Partenariat Le Soleil / Desjardins

La fierté des familles en affaires

L’esprit était à la fête, jeudi soir, au 15e étage de la Tour Desjardins, à Lévis ! C’était la soirée Reconnaissance organisée pour saluer les huit entreprises présentées dans la série Familles en affaires publiée dans le journal Le Soleil, entre le 11 octobre et le 29 novembre, jour de l’événement tenu à Lévis.

Le président de Desjardins, Guy Cormier, et le président et éditeur du Soleil, Claude Gagnon, ont tour à tour salué l’importance de ces entreprises dans leur milieu respectif, l’engagement des fondateurs, des dirigeants actuels, et la relève qui pointe dans plusieurs cas. « Vous êtes des forces vives dans vos milieux et Desjardins sera toujours là pour vous épauler », a dit M. Cormier, venu de Drummondville pour cette rencontre avant de retourner vers Montréal après la soirée. M. Cormier a chaleureusement félicité les chefs des entreprises choisies (voir la liste) pour leur capacité à prendre des risques, à oser et à innover pour continuer vers la croissance et assurer l’avenir.

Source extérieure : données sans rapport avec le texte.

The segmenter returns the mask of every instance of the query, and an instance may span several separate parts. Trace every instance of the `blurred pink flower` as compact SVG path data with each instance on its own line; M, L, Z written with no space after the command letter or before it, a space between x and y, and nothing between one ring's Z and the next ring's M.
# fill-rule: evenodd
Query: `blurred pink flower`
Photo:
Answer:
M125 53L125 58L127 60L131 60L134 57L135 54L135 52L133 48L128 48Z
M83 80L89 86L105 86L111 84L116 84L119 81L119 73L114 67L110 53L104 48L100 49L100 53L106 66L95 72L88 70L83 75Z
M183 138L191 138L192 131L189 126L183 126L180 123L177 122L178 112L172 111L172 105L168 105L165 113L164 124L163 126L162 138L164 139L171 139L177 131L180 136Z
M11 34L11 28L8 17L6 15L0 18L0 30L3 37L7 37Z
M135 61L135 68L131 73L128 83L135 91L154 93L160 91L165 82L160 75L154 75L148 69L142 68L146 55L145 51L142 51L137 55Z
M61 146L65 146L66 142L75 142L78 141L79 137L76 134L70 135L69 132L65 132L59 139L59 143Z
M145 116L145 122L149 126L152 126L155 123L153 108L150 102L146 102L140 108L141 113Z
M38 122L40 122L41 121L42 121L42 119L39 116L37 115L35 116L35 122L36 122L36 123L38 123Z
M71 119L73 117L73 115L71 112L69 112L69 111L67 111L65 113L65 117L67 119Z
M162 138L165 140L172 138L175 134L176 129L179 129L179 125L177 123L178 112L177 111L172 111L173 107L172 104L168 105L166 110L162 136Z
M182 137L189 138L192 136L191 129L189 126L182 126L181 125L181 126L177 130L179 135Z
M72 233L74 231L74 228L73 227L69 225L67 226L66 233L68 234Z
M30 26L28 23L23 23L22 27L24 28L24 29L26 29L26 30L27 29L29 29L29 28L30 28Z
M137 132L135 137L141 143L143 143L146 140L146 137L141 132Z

Le président du Soleil, Claude Gagnon, a parlé du rôle de notre journal dans la communauté de la Chaudière-Appalaches et de la Capitale-Nationale, de son devoir de proximité avec les milieux desservis, notamment le milieu des affaires. M. Gagnon a exprimé son admiration envers les entreprises qui savent préparer la relève et bien passer le flambeau d’une génération à l’autre. Il a noté que les familles avaient raison d’afficher leur fierté devant leur réussite.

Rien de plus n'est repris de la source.